The Orphan's Tales: In the Night Garden
"A lonely girl with a dark tattoo across her eyelids made up of words
spelling out countless tales unfolds a fabulous, recursive Arabian
Nights-style narrative of stories within stories in this first of a new
fantasy series from Valente. The fantastic
tales involve creation myths, shape-changing creatures, true love
sought and thwarted, theorems of princely behavior, patricide, sea
monsters, kindness and cruelty."
In the Forest of Forgetting
This may be cheating as these are short stories, but I keep hearing buzz about Goss, like I can't even read at the big kids' table until I finish her appetizers.
"Goss layers the Victorian tone and everyday magic of these tales with commentary on familial negotiations and the grave consequences for heedless behavior. Other stories consider family cohesion and snobbery, as in 'Sleeping with Bears,' about a Southern belle who exhibits "no originality" until she marries a bear named Trout Catcher. Her sister quickly comes to understand the attraction." (And so on.)
The Tenth Good Thing about Barney
Definitely cheating. Not a novel. But go on, read the description and sniff. I know it's a children's book... but you know what else was a children's book? Where the Red Fern Grows! (Dab eyes.)
Flora Segunda: Being the Magickal Mishaps of a Girl of Spirit, Her Glass-Gazing Sidekick, Two Ominous Butlers (One Blue), a House with Eleven Thousand Rooms, and a Red Dog
"Flora Fyrdraaca is approaching 14, the age of majority, and preparing
for its celebratory Catorcena. She lives in Crackpot Hall, a
once-glorious but now decaying home with 11,000 rooms that randomly
shift positions."
Yadda yadda. That description doesn't really move me now, actually. I think this was an Endicott Redux recommendation which I will now hold in limbo.
Caesar: A Novel
Okay, if I could gulp down The Thornbirds at 15 (mmm Father Ralph), perhaps McCullough's take on Julius is readable and, shhh, sexy? Maybe a lot of hand-wringing in the epilogue from Marc Antony's wife as she has to raise Cleopatra's kids? (Did you know about that? There's a woman who needs a movie.) Oh, wait, Amazon says it's the fifth volume in a series. Oh. Hrm.
An African in Greenland
Oops, non-fiction. But maybe it could squeak by? The excerpt I read was surprisingly interesting. No, no, I must be strong.
Middlesex
I really liked The Virgin Suicides. A lot. In fact, I should've listed it above as I'm constantly on the verge of rereading it. Giving his second book a go is only a matter of time. Plus, I totally get/miss the Michigan angle.

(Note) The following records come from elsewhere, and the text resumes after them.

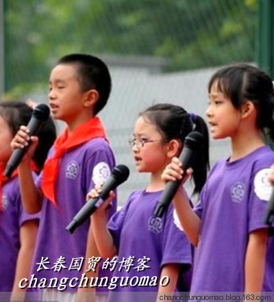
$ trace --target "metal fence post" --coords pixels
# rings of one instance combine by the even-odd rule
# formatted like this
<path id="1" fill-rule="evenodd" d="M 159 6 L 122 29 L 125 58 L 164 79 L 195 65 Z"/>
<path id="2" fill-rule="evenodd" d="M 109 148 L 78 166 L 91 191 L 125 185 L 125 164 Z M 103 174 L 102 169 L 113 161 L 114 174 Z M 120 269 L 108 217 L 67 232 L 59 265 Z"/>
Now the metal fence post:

"'I was born twice: first, as a baby girl, on a remarkably smogless Detroit day in January of 1960; and then again, as a teenage boy, in an emergency room near Petoskey, Michigan, in August of 1974.' And so begins Middlesex, the mesmerizing saga of a near-mythic Greek American family and the 'roller-coaster ride of a single gene through time.' The odd but utterly believable story of Cal Stephanides, and how this 41-year-old hermaphrodite was raised as Calliope, is at the tender heart of this long-awaited second novel from Jeffrey Eugenides."

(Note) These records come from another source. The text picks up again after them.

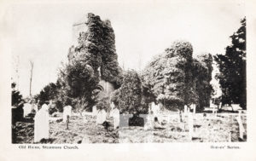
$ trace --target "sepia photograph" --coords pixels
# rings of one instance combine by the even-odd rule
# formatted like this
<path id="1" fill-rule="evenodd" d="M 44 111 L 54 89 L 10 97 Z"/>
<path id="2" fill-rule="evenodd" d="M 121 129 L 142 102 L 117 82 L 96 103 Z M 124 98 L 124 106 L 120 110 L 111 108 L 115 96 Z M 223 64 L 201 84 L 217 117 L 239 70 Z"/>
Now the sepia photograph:
<path id="1" fill-rule="evenodd" d="M 11 144 L 247 142 L 245 3 L 14 3 Z"/>

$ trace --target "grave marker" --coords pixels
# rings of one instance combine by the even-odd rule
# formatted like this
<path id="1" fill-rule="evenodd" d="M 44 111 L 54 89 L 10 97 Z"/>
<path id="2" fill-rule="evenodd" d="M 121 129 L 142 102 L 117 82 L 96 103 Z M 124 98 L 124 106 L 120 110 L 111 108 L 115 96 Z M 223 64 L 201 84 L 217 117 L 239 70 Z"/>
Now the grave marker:
<path id="1" fill-rule="evenodd" d="M 67 116 L 69 116 L 69 119 L 72 115 L 72 106 L 66 106 L 63 108 L 63 122 L 66 123 L 67 119 Z"/>
<path id="2" fill-rule="evenodd" d="M 29 113 L 31 113 L 32 110 L 32 105 L 30 103 L 25 103 L 23 106 L 23 118 L 26 117 Z"/>
<path id="3" fill-rule="evenodd" d="M 102 109 L 98 112 L 96 115 L 96 124 L 102 124 L 107 119 L 107 112 L 104 109 Z"/>
<path id="4" fill-rule="evenodd" d="M 43 138 L 49 138 L 49 112 L 46 104 L 36 113 L 34 124 L 34 142 L 38 142 Z"/>
<path id="5" fill-rule="evenodd" d="M 189 112 L 189 141 L 192 141 L 193 133 L 194 133 L 193 115 L 191 112 Z"/>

(I pause here to reflect on whether I have a thing for debut novels or if I just get caught up in their marketing.)
Hunting Unicorns
This one seems to have gone OOP since I last considered it. OOPs. Actually, now that I read the description again... looks a little ordinary. Great cover, though.
Every Inch of Her
This one's off the market as well. Dang. It's not even at the library. Doesn't it sound good? "A 240-pound Dublin housewife with five children and an abusive husband
takes refuge with a bevy of nuns in this boisterously cheery and
raunchy first novel by Irish theater director Sheridan."
Actually, both of those books are supposedly at BN.com. Silly Amazon. Taheckwiddit - it's seventy-five cents at Half.com. I'll let you know how it works out.